2nd『DAVI』のリリースからかなり間が空いてしまったが(EP『VIPER'S PATH』の発表すら'05年だ)、スラッシュ・メタルや北欧メロデスを彷彿とさせるスピーディでブルータルなリズムの上で、金属的色艶と硬質感を湛えたNOVの歌声と、エモーショナルに咽び泣く屍忌蛇のGとが渦を巻く、唯一無二のVOLCANO流HMサウンドは不変。流石にデビュー作『VIOLENT』程のインパクトはないものの、妙に窮屈に感じられた『DAVI』よりはずっとキャッチーで、肩の力が抜けた聴き易い仕上がり。
ピアノによる流麗なイントロから爆発的な疾走へと転じるOPナンバー①や、その勢いをバイオレントに受け継ぐ②、アコギを有用しドラマティックな緩急が演出された⑥、メロパワ風味漂う⑨、悶絶モノのGソロと共に疾走するラスト・ナンバー⑩等は、多くのファンが聴きながら握り拳固める姿が目に浮かぶようなカッコ良さ。

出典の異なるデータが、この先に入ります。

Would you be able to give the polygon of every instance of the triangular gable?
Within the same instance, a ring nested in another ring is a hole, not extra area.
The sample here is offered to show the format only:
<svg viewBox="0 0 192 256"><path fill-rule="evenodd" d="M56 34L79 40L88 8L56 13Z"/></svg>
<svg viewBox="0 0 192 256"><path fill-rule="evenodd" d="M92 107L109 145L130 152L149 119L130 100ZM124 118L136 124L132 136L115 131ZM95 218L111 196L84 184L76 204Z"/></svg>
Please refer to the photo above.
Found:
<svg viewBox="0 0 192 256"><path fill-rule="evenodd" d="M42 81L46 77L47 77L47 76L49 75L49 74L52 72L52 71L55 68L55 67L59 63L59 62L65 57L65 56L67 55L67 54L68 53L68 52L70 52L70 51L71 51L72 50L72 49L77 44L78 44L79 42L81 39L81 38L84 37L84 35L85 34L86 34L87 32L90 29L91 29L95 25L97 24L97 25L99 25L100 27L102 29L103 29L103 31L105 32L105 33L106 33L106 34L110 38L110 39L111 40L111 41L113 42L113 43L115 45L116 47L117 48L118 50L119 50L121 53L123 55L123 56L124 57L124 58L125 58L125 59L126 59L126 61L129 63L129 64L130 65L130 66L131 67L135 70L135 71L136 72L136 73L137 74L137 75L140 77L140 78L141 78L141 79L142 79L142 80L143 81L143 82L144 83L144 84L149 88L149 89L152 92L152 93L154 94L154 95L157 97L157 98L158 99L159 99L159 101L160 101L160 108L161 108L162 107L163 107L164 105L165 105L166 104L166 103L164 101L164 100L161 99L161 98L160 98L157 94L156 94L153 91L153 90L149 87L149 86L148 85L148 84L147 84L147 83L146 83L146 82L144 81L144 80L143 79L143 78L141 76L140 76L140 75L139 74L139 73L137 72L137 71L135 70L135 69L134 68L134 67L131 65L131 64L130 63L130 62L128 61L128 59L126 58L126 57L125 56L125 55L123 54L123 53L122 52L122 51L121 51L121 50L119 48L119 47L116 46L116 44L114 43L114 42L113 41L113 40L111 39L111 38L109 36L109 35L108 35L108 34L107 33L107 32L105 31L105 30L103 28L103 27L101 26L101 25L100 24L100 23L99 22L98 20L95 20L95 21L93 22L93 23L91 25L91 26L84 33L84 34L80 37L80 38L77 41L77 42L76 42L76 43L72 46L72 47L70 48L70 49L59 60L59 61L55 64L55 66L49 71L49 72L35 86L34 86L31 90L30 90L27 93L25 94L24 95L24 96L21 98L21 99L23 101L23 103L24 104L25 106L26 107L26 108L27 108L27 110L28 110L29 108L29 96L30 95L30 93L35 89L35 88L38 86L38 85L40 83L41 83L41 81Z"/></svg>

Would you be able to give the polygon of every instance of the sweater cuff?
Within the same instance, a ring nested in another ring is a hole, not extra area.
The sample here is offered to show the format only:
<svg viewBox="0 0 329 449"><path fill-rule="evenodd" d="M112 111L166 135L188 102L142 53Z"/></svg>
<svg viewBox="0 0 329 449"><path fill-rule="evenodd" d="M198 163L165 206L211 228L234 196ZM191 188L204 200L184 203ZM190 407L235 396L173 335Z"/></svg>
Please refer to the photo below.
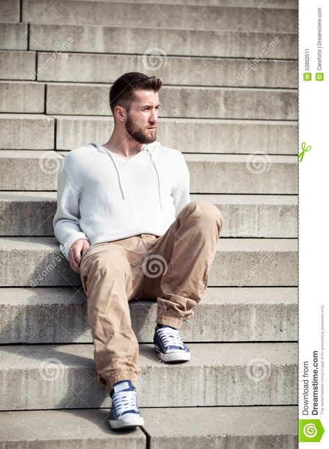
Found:
<svg viewBox="0 0 329 449"><path fill-rule="evenodd" d="M74 233L66 239L64 244L60 244L59 249L67 260L69 260L69 251L71 246L76 240L79 240L79 239L86 239L86 240L89 242L89 239L84 233Z"/></svg>

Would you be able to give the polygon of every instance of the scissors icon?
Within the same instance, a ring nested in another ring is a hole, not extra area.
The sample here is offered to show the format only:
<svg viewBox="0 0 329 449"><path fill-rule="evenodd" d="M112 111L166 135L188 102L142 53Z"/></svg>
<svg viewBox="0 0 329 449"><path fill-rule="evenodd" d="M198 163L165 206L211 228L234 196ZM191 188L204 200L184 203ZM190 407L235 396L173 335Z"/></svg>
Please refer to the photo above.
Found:
<svg viewBox="0 0 329 449"><path fill-rule="evenodd" d="M307 151L310 151L310 150L312 150L312 146L309 145L308 146L306 146L305 142L302 142L302 151L299 153L298 155L298 159L299 162L301 162L303 161L303 158L304 157L304 155Z"/></svg>

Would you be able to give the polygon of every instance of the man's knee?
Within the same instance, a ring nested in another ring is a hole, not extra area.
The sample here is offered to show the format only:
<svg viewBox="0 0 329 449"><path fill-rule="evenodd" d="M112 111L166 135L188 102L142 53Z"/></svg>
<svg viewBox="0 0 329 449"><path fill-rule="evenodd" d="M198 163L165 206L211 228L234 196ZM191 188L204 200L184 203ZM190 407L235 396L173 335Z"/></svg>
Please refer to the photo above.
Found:
<svg viewBox="0 0 329 449"><path fill-rule="evenodd" d="M186 207L188 207L188 211L191 214L204 219L207 222L210 222L214 219L221 230L223 226L223 214L217 206L202 200L195 200L188 203Z"/></svg>

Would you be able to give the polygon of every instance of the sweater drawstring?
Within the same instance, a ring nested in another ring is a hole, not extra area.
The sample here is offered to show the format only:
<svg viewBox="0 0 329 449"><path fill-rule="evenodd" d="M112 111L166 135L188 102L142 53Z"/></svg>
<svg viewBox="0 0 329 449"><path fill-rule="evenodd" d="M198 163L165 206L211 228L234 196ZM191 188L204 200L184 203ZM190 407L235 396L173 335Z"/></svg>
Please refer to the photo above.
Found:
<svg viewBox="0 0 329 449"><path fill-rule="evenodd" d="M93 146L95 146L96 148L100 147L100 148L104 148L104 147L102 147L97 142L95 142L95 141L91 142L91 145L93 145ZM106 149L104 148L104 150L106 150ZM154 162L154 161L153 159L152 152L151 152L151 151L150 151L149 148L147 148L147 145L146 146L146 151L148 152L148 153L150 154L150 157L151 158L151 162L153 164L153 166L154 166L154 167L155 168L155 171L157 172L157 176L158 178L159 200L159 203L160 203L160 210L162 212L162 202L161 202L161 183L160 183L160 178L159 176L158 169L157 168L157 166L156 166L155 162ZM121 184L121 179L120 179L120 177L119 169L118 168L118 166L117 166L117 164L115 163L115 161L114 160L114 158L113 158L113 155L111 154L111 152L106 151L106 153L109 155L109 156L110 156L111 159L112 159L113 163L114 164L114 166L115 167L115 170L116 170L117 173L118 173L118 178L119 180L119 185L120 185L120 190L121 190L121 194L122 195L123 199L125 200L125 194L123 193L123 189L122 189L122 184Z"/></svg>
<svg viewBox="0 0 329 449"><path fill-rule="evenodd" d="M157 168L157 166L155 165L155 162L154 162L154 161L153 160L153 157L152 157L152 152L150 151L150 150L149 150L148 148L146 148L146 150L147 150L147 151L148 151L148 152L149 152L149 153L150 153L150 157L151 157L152 163L153 164L153 165L154 165L154 166L155 171L157 172L157 177L158 177L159 200L159 202L160 202L160 210L161 210L161 211L162 212L161 195L161 191L160 191L160 178L159 177L158 169Z"/></svg>

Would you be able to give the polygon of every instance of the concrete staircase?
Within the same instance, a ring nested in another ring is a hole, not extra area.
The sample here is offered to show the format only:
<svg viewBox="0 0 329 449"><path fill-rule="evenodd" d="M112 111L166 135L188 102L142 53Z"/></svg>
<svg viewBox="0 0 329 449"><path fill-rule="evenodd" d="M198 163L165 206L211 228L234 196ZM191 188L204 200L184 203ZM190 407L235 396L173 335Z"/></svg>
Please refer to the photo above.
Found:
<svg viewBox="0 0 329 449"><path fill-rule="evenodd" d="M0 3L1 449L297 447L297 7ZM132 70L164 81L157 140L184 154L191 199L225 227L182 328L191 361L159 363L156 301L130 303L145 425L113 432L52 218L63 157L109 136L111 84Z"/></svg>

屍忌蛇が作り出す泣きメロは時に歌謡曲的なベタさを発散するため、この辺は好き嫌いが分かれるところかもしれないが、個人的にはストロングな楽曲とドメスティックなクサメロのギャップもこのバンドの魅力の一つと捉えているので無問題。濃厚な哀愁を漂わせつつ劇的に展開していく⑤なんてアルバムのハイライトに推したいぐらいの名曲ですよ。
そんなわけで、ファンの期待に見事に応えた1枚だと思う。ただ、サウンド・プロダクションはこれで良かったの?